4. Para finalizar, mais recentemente no princípio de 2019, a Allergan Produtos Farmacêuticos Ltda, informou, através de comunicado oficial, a descontinuação definitiva da fabricação do produto ATROPINA 0,5%/ ATROPINA 1%, devido a problemas no fornecedor do princípio ativo que decidiu transferir a produção da Alemanha para a Índia, o que impactaria em uma série de processos regulatórios e de qualidade do produto.

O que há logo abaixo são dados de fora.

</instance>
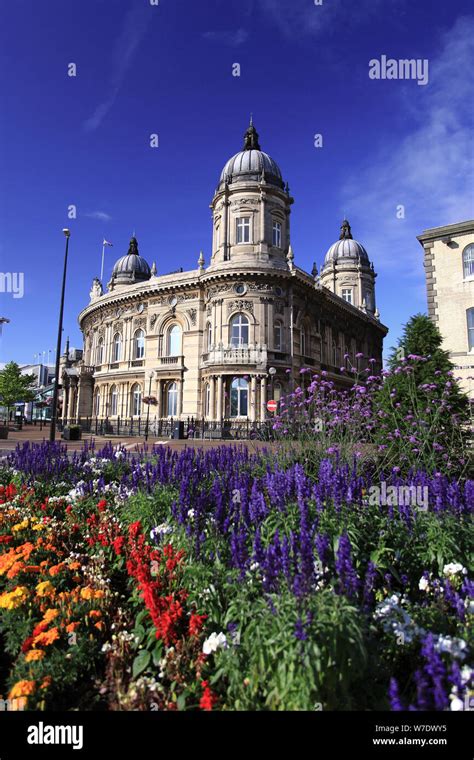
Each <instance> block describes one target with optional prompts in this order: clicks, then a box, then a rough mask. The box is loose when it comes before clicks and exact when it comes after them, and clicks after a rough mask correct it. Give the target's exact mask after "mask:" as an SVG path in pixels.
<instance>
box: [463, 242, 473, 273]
mask: <svg viewBox="0 0 474 760" xmlns="http://www.w3.org/2000/svg"><path fill="white" fill-rule="evenodd" d="M462 263H463V266H464V277H474V243H471V244H470V245H468V246H466V248H465V249H464V251H463V252H462Z"/></svg>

Entendendo a importância do produto Atropina (sulfato de atropina 0,5% e 1,0%) para a Oftalmologia e para os pacientes brasileiros, a Allergan decidiu retomar a produção deste medicamento.  Este colírio é uma importante arma no tratamento das uveítes anteriores mais agressivas prevenindo aderências e relaxando a musculatura ciliar. Neste caso vale a pena citar o grande esforço da SBU (Sociedade Brasileira de Uveítes) juntamente com o CBO (Conselho Brasileiro de Oftalmolgia) na tentativa de solucionar este problema.

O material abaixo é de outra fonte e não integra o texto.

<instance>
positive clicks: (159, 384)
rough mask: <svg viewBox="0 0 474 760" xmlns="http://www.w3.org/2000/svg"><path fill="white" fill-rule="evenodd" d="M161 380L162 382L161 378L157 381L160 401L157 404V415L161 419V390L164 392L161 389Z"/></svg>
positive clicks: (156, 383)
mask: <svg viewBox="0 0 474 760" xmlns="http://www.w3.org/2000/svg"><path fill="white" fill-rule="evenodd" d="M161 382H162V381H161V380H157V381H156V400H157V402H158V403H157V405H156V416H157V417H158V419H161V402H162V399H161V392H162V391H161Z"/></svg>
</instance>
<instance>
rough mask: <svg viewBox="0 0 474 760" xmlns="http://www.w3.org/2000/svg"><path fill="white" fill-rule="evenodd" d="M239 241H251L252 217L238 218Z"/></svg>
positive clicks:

A adversidade fez procurarmos alternativas. Com a falta do PPD, aprendemos mais sobre o exame Igra (Interferon Gama Release Assay), apesar do custo elevado para os padrões brasileiros; na falta da Penicilina, usamos o Rocefin (ceftriaxona) com resultados ainda inferiores ao da Penicilina Cristalina, inclusive com publicações científicas de grupos nacionais sobre estes temas. Portanto, cuidar de pacientes com uveíte não é uma tarefa fácil. Falta-lhe o glamour e a rápida satisfação da cirurgia refrativa ou até mesmo catarata. Mas se falta glamour sobra em desafio e a gratificação adiada é enorme. 
Fontes: Ministério da Saúde, Organização Mundial da Saúde, Revista Época, Diagnosis and Treatment of Uveitis (Foster &Vitale).